Investment in Renewables and Storage
The pandemic has led to an increased focus on sustainability.
Embedding ESG factors in the capital market has become a trend. As the levelized costs of solar and wind energy (LCOE) have dropped significantly in the past few years, investors are bullish on renewable energy project investments.
As per the latest Bloomberg NEF report, renewable energy investment has increased to 11% YoY in 1H 2022 amounting to $226 billion net investment with a large part of it driven by the Asia Pacific. A noteworthy increase in investments by venture capital and private equity funds has also been observed in recent times.

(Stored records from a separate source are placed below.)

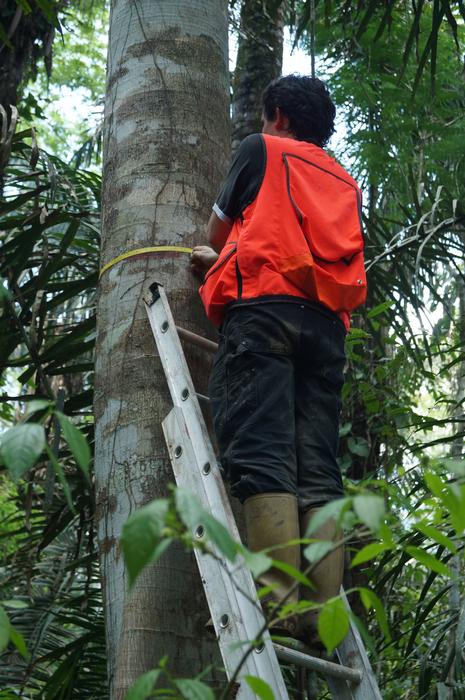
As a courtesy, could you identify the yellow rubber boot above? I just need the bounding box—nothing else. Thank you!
[244,493,300,635]
[298,508,344,646]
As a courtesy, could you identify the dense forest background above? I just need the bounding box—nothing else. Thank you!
[0,0,465,700]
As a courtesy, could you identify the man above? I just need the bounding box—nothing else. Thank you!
[192,75,366,642]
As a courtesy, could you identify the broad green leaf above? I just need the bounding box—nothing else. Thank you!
[350,542,392,566]
[174,678,215,700]
[359,588,391,641]
[1,600,29,610]
[241,547,273,578]
[367,299,395,318]
[45,445,76,513]
[304,540,334,564]
[244,676,276,700]
[353,493,385,531]
[125,668,161,700]
[347,328,371,342]
[0,605,11,652]
[415,523,457,554]
[55,411,91,477]
[203,513,237,561]
[318,598,349,653]
[0,423,45,481]
[10,625,29,659]
[405,547,452,577]
[0,23,13,49]
[121,498,168,586]
[304,498,351,537]
[441,459,465,478]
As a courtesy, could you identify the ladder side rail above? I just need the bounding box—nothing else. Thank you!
[336,587,382,700]
[146,285,288,700]
[273,643,362,683]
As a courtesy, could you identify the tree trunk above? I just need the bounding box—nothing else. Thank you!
[232,0,284,152]
[95,0,229,700]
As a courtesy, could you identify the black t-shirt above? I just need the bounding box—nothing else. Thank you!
[213,134,266,223]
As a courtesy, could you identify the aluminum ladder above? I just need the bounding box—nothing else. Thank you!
[144,283,381,700]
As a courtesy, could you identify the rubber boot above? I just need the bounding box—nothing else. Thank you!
[298,508,344,649]
[244,493,300,636]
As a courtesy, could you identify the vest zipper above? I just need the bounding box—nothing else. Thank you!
[283,153,303,226]
[283,153,362,265]
[203,241,237,284]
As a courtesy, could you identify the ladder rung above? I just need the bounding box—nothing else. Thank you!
[273,642,363,684]
[176,326,218,353]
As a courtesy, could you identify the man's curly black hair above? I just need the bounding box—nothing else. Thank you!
[262,75,336,147]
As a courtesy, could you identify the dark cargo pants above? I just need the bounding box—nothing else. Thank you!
[209,301,346,508]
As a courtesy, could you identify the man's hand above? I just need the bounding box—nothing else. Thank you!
[191,245,218,277]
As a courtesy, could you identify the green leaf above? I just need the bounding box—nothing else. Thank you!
[347,328,371,343]
[318,598,349,654]
[16,0,32,15]
[347,437,370,457]
[359,588,391,641]
[125,668,161,700]
[350,542,392,567]
[0,23,13,49]
[367,299,395,318]
[405,547,452,577]
[0,423,45,481]
[240,547,273,578]
[121,499,168,586]
[424,472,446,499]
[0,605,11,652]
[45,445,76,513]
[304,540,334,564]
[2,600,29,610]
[304,498,350,537]
[441,459,465,479]
[203,513,237,561]
[26,399,52,416]
[353,494,385,531]
[244,676,275,700]
[10,625,29,659]
[174,678,215,700]
[55,411,91,477]
[273,559,313,588]
[35,0,60,29]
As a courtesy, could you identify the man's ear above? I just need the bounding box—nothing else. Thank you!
[275,107,289,131]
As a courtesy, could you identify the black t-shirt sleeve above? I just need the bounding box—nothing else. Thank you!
[213,134,266,221]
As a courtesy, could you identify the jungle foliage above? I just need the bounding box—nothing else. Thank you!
[0,0,465,700]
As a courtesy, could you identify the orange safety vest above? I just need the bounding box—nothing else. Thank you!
[199,134,366,327]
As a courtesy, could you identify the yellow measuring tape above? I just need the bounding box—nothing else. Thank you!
[99,245,192,279]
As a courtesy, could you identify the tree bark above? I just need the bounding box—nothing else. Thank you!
[95,0,229,700]
[232,0,284,153]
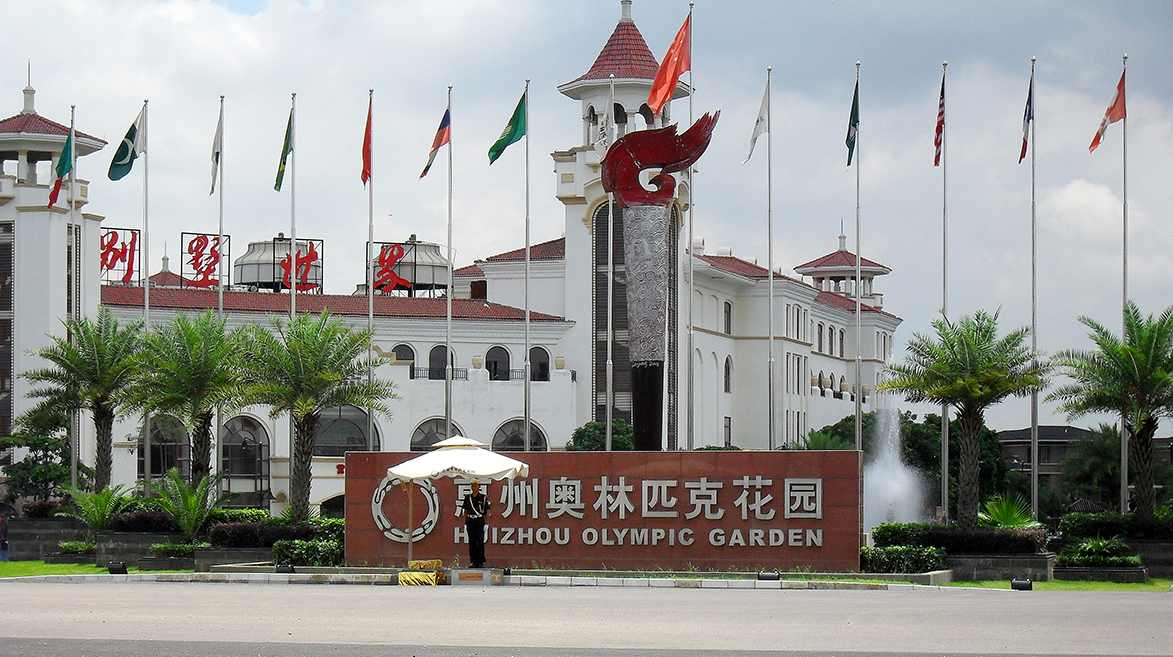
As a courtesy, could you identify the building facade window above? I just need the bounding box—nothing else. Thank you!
[484,346,509,381]
[493,419,549,452]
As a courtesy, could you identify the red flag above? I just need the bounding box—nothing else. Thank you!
[362,95,374,185]
[647,14,692,114]
[1087,70,1128,153]
[933,73,945,167]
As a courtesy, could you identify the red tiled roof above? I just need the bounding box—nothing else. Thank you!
[574,21,659,82]
[102,285,564,321]
[150,270,183,287]
[794,251,891,271]
[0,114,106,143]
[486,237,567,263]
[816,292,896,317]
[452,260,484,276]
[697,253,805,285]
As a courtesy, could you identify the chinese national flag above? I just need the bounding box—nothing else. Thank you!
[647,14,692,114]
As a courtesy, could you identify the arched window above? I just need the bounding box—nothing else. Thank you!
[428,345,456,381]
[529,347,550,381]
[313,406,379,456]
[493,420,549,452]
[484,347,509,381]
[391,344,415,379]
[221,415,269,507]
[138,415,191,477]
[412,418,465,452]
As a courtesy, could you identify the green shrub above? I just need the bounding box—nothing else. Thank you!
[860,546,945,573]
[57,541,97,554]
[273,541,346,567]
[150,543,211,558]
[872,523,1046,554]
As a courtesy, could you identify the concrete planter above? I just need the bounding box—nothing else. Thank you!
[945,553,1055,582]
[1055,565,1148,584]
[95,531,183,567]
[135,556,196,570]
[194,548,273,573]
[1126,539,1173,577]
[8,517,89,561]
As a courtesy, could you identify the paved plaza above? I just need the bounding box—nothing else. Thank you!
[0,581,1173,657]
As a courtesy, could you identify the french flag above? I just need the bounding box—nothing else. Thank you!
[420,109,452,178]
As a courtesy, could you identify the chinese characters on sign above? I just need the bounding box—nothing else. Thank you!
[273,239,323,292]
[179,232,232,287]
[99,228,138,285]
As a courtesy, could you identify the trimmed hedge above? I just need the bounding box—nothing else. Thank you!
[872,523,1046,554]
[150,543,208,558]
[1059,512,1173,541]
[106,512,182,534]
[208,522,317,548]
[273,541,346,567]
[860,546,945,573]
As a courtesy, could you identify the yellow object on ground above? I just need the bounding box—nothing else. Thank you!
[399,570,436,587]
[407,558,443,570]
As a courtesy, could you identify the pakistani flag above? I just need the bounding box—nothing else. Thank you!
[273,109,293,191]
[489,94,526,164]
[108,103,147,181]
[847,80,860,167]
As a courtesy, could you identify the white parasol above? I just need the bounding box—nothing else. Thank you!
[387,435,529,561]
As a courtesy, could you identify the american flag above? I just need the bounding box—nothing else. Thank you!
[933,73,945,167]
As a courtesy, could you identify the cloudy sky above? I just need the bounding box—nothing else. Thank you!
[9,0,1173,431]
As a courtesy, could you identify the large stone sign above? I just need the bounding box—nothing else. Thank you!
[346,451,860,571]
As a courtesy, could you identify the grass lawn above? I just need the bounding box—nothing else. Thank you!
[944,580,1173,592]
[0,561,191,577]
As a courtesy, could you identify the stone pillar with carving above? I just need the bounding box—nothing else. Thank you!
[603,111,720,451]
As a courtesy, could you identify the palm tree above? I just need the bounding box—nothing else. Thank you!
[22,307,142,490]
[876,311,1051,529]
[1047,302,1173,517]
[128,311,238,485]
[236,311,398,522]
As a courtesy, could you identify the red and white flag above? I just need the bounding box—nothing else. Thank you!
[647,13,692,114]
[933,73,945,167]
[1087,70,1128,153]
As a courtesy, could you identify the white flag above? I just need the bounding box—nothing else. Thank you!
[595,102,615,160]
[741,84,769,164]
[208,103,224,196]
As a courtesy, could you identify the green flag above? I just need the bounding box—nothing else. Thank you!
[847,80,860,167]
[107,106,147,181]
[273,109,293,191]
[489,94,526,164]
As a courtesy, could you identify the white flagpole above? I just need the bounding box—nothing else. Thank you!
[141,100,151,496]
[764,65,777,449]
[1029,57,1038,520]
[1120,53,1128,513]
[603,73,619,452]
[855,61,863,450]
[522,77,531,452]
[367,87,373,452]
[685,2,697,451]
[941,61,949,522]
[290,92,298,319]
[443,84,453,439]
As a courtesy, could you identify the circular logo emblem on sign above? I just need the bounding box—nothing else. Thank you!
[371,476,440,543]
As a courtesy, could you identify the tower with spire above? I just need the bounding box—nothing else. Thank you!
[0,83,106,435]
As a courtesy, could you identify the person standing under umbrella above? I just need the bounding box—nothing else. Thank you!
[462,479,493,568]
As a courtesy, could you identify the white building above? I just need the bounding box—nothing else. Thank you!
[0,0,901,513]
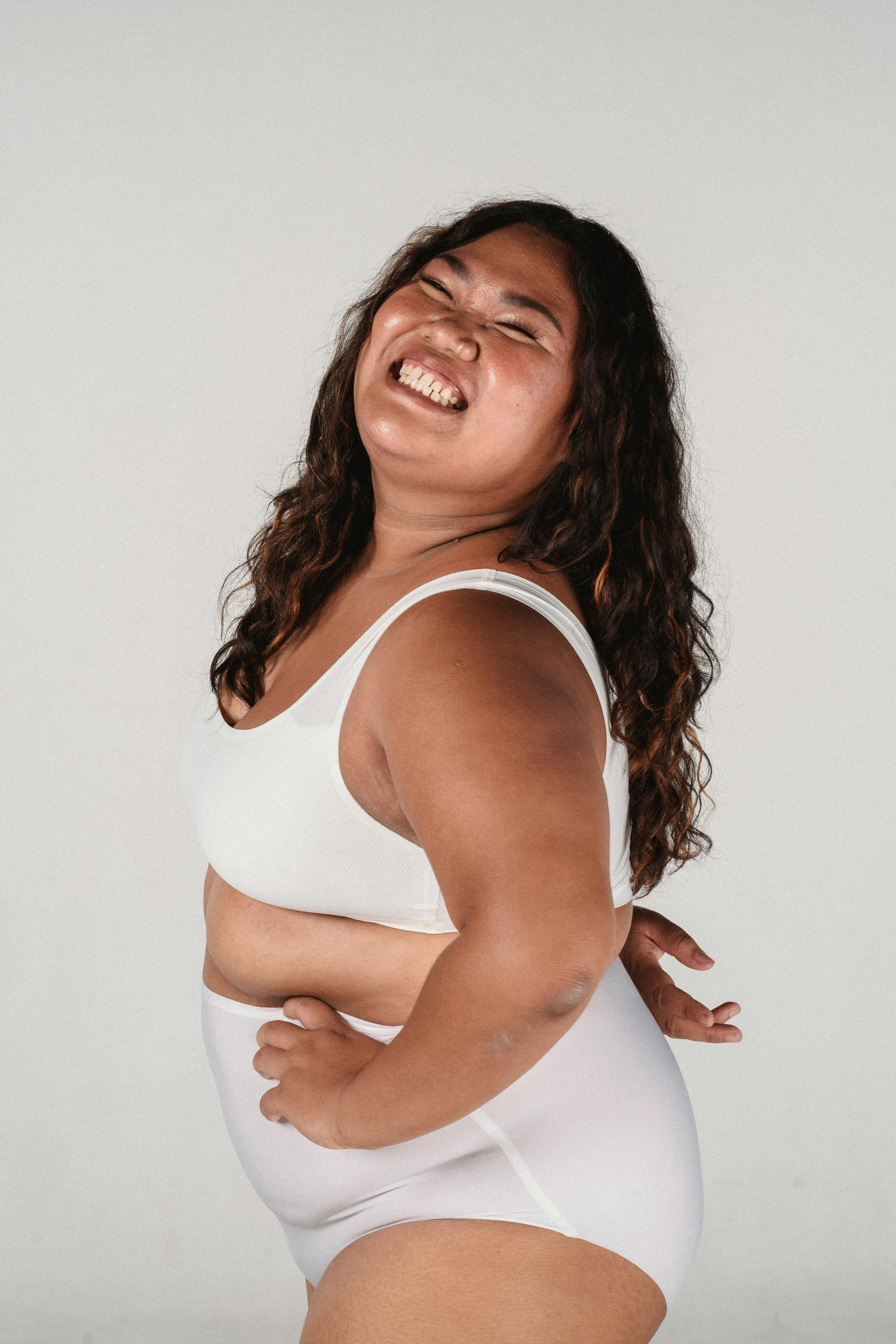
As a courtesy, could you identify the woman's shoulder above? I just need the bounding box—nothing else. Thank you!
[361,566,603,737]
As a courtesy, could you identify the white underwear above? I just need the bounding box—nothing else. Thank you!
[203,960,703,1305]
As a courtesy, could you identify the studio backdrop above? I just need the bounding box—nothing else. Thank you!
[0,0,896,1344]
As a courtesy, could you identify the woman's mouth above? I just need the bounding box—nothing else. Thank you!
[395,360,464,410]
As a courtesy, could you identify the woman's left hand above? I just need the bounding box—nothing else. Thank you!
[253,997,385,1148]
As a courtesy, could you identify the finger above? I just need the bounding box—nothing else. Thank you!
[255,1020,312,1049]
[657,1013,742,1045]
[712,1003,740,1021]
[253,1045,296,1078]
[638,910,715,971]
[284,995,351,1031]
[650,981,716,1029]
[258,1087,284,1120]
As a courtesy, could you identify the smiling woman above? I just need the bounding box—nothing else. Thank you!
[184,202,739,1344]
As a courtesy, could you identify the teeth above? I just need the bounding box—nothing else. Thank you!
[397,361,459,406]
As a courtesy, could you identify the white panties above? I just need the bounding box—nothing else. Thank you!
[203,960,703,1305]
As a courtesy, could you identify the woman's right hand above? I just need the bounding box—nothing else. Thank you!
[619,906,742,1044]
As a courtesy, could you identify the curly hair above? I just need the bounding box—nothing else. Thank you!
[211,200,719,894]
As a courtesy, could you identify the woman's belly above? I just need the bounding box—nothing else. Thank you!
[203,960,703,1302]
[203,868,631,1025]
[203,868,457,1025]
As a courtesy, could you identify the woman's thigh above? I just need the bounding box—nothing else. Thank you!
[301,1219,666,1344]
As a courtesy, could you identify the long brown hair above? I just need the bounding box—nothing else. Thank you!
[211,200,718,891]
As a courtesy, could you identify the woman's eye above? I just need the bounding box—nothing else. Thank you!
[497,323,536,340]
[420,276,451,299]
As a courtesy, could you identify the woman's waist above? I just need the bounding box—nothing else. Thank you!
[203,875,457,1023]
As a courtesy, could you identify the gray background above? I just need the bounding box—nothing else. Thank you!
[0,0,896,1344]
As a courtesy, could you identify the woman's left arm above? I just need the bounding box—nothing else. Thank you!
[255,590,628,1148]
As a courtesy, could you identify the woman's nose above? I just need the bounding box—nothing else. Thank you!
[430,317,480,364]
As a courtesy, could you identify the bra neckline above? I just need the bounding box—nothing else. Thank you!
[209,568,591,738]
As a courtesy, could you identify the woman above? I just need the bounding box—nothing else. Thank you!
[180,202,739,1344]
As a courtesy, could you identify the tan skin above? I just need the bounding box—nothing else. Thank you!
[204,226,740,1344]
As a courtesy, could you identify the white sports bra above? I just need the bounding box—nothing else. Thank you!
[183,570,631,933]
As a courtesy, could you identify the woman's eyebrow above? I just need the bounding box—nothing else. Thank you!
[432,253,563,336]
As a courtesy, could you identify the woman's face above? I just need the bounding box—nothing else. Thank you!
[355,224,579,514]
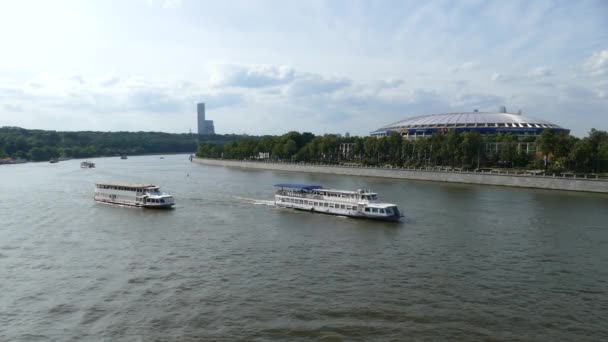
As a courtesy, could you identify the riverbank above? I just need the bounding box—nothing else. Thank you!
[192,158,608,194]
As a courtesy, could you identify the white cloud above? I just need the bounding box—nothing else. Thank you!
[0,0,608,134]
[211,65,295,88]
[584,50,608,76]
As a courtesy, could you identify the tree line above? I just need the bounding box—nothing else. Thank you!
[0,127,242,161]
[197,129,608,173]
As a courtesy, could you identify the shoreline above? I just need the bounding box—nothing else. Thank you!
[192,157,608,194]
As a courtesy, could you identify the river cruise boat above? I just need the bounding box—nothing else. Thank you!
[94,183,175,208]
[274,184,403,221]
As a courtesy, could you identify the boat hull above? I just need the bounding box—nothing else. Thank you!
[275,202,403,222]
[95,198,175,209]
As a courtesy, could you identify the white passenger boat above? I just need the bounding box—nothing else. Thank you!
[80,161,95,169]
[274,184,403,221]
[94,183,175,208]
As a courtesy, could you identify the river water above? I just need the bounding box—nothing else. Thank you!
[0,155,608,341]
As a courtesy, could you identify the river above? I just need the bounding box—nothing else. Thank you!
[0,155,608,341]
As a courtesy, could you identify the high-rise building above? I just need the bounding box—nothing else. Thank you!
[196,102,215,135]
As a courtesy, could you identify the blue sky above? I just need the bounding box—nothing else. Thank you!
[0,0,608,136]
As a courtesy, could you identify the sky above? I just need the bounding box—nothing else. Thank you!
[0,0,608,136]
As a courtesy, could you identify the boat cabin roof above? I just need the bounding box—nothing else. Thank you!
[96,183,158,189]
[274,183,323,190]
[367,203,397,209]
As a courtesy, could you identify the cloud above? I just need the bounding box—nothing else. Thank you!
[526,67,555,78]
[452,94,507,111]
[285,73,353,97]
[3,104,23,113]
[491,67,555,83]
[146,0,182,9]
[583,50,608,76]
[212,65,295,88]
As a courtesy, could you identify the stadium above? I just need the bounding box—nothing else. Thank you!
[370,107,570,140]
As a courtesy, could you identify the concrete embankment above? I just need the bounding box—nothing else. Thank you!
[192,158,608,193]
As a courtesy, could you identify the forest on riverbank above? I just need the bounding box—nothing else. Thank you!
[197,129,608,173]
[0,127,243,161]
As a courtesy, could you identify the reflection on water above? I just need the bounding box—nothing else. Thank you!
[0,155,608,341]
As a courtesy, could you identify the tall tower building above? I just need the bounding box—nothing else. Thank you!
[196,102,215,135]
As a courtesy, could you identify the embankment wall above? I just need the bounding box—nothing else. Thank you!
[192,158,608,194]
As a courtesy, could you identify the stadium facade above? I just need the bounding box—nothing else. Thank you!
[370,107,570,140]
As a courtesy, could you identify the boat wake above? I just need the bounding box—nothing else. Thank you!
[233,196,274,207]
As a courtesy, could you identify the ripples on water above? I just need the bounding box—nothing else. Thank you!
[0,156,608,341]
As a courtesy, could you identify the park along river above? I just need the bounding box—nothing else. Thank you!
[0,155,608,341]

It is predicted that the global energy storage market to 2030 can have 30% compounded annual growth (CAGR). While energy storage is still considered a nascent market in many countries, equity investors are actively considering Battery Energy Storage Systems (BESS) investment opportunities with strong revenue streams and returns.
Sustainable and climate-friendly investments have become major drivers for both institutional and retail investors across the globe. For new power generation assets, renewables have dominated investment and are expected to account for over 80% of expenditure on all new generation capacity. To smoothen the variability of renewable generation assets, co-location of battery energy storage would be crucial. In recent times, lithium-ion batteries will remain the dominant and cost optimum option to enable further renewable-power integration into our grids. Several other promising solid states, Flow and other battery technologies with new chemistries along with hydrogen will become a viable alternatives in the next few years.
Investment in grid-scale battery energy storage will continue to have strong growth prospects. However, some of the headwinds are uncertainties around consistent revenue streams, policies/regulatory reforms in key energy markets, concerns on battery safety, raw material mining practices, and end-of-life disposal.